2. Identify Your Buyers. Understand the buyers you are selling to, and cater towards them. “A homebuilder’s knowledge of the target demographic has always been key to providing homes that best fit the needs of the buyer,” says Cheryl Bonk, vice president of sales and marketing for the Chicago division of M/I Homes, who adds that in the townhome market, she has seen an extraordinary rise in the number of situational buyers – individuals moving due to job relocation, being newly single or empty-nesters. In addition, she’s noticed a higher percentage of first-time buyers who are single rather than married.
To close a sale, “we find it’s truly important to understand each individual circumstance a bit more intimately,” Bonk says. “Buying a new home can literally be the best part of what is otherwise a bit daunting to people in these life-changing times. We thoughtfully plan our homes with features that our buyers tell us are important. The ability to choose a new home for a quick closing that is appointed with today’s design trends makes any of life’s transitions all that much easier.”
3. Ask About Financing.
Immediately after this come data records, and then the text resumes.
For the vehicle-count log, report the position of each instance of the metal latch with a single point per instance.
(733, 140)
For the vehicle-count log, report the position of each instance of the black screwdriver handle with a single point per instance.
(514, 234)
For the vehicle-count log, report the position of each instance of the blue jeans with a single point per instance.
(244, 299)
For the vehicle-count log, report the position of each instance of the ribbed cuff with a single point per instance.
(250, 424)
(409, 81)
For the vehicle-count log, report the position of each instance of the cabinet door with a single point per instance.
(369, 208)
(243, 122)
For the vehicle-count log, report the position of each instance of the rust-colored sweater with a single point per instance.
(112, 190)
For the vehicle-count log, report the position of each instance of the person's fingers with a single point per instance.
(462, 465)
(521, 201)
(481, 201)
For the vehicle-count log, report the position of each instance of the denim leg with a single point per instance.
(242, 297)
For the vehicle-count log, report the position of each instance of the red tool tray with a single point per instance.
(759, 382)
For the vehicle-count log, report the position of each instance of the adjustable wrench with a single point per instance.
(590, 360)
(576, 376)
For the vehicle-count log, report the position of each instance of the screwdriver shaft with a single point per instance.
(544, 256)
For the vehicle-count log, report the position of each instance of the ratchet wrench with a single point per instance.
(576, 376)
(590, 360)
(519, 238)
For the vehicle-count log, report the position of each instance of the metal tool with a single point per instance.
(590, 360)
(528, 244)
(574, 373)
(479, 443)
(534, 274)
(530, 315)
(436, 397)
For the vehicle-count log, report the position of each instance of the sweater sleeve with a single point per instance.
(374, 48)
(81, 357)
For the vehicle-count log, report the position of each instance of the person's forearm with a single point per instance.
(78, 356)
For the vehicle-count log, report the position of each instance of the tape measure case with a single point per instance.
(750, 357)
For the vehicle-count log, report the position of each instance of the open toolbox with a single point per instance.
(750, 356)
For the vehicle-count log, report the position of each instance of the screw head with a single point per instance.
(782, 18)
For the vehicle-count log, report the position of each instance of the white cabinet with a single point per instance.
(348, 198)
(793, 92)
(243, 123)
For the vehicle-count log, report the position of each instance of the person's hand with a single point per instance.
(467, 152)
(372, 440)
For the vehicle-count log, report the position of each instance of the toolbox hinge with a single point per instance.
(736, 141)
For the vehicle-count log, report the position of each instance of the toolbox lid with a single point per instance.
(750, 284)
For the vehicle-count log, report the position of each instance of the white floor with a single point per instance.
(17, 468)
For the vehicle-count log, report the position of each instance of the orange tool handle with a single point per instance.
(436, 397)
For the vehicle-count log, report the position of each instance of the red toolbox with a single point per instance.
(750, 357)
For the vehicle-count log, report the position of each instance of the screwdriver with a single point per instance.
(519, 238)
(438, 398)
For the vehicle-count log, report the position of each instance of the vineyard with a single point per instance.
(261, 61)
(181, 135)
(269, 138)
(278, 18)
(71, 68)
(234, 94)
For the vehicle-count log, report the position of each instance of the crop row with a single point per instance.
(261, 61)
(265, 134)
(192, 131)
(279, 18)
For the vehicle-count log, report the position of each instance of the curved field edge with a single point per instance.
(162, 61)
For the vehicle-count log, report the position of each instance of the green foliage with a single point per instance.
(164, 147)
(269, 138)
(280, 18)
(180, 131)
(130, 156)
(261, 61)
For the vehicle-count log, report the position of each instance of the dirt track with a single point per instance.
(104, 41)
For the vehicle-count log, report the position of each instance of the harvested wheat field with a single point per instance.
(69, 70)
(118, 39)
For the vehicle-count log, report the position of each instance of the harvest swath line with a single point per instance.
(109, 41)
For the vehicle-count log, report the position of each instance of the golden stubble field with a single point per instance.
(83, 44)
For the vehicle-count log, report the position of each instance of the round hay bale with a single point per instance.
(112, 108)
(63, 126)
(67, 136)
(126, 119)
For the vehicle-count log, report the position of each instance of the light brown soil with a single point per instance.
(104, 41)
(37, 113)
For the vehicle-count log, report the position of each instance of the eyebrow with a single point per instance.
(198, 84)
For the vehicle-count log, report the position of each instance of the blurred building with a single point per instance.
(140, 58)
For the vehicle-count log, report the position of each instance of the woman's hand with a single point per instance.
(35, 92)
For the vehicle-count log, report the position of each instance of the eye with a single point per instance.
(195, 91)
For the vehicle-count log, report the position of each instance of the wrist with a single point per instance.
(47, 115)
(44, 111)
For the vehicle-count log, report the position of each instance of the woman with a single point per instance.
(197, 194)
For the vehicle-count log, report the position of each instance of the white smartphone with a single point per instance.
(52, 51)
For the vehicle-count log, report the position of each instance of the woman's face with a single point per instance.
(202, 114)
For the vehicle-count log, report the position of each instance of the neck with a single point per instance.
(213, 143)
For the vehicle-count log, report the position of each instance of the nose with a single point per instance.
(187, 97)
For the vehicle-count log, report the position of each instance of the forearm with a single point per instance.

You’re going to want to make sure that your potential buyer has been pre-approved by a reputable lender. “If they’re not, I ask them to get pre-approved, or get them in touch with a private mortgage banker,” says Govedarica, “Otherwise, it’s a waste of time for everyone involved.”
Obtaining a new construction loan is a different process than its resale counterpart. Resale loans are normally available for 90 days while new construction loans may not be ready for a year or more. “Most lenders don’t allow lock-in rates past 90 days,” says Govedarica. “What typically happens is the lender gets the loan prepared and ready to go into the pipeline, then will do the necessary updating due diligence once the loan is locked, and the buyer simply has to wait to lock in a rate.”
When it comes to representing a listing, Govedarica says that she works closely with the buyer’s agent and lender to gauge progress as construction moves along and a realistic closing date approaches. “This allows the buyer to posture themselves for their lock-in rate; it’s a balancing act that usually works out.” By asking the buyer and agent about financing, Govedarica is not only able to gauge the seriousness and credibility of potential buyers, but also their willingness and ability to actually make a purchase.
4. Stage to Perfection.“Back in the day, you could put a sign in the ground that read ‘new construction condos’ and people would buy them,” says Hebson. “Now, we make sure that they are staged to perfection and look as good as they can. We are very cognitive when we finish the house that it has the right kind of granite or stain colors on the floors to match current trends. We wouldn’t have a house with contemporary finishes decorated with some shay carpet and couch from the ‘70s. The furnishings have to match the house.”
A benefit of new construction is that many of these homes and properties are very energy-efficient. “You are selling properties equipped with some of the latest energy-efficient technologies,” Bonk says. “When presenting the home to potential buyers, you want to make sure that they understand and appreciate the benefit of buying that type of home.”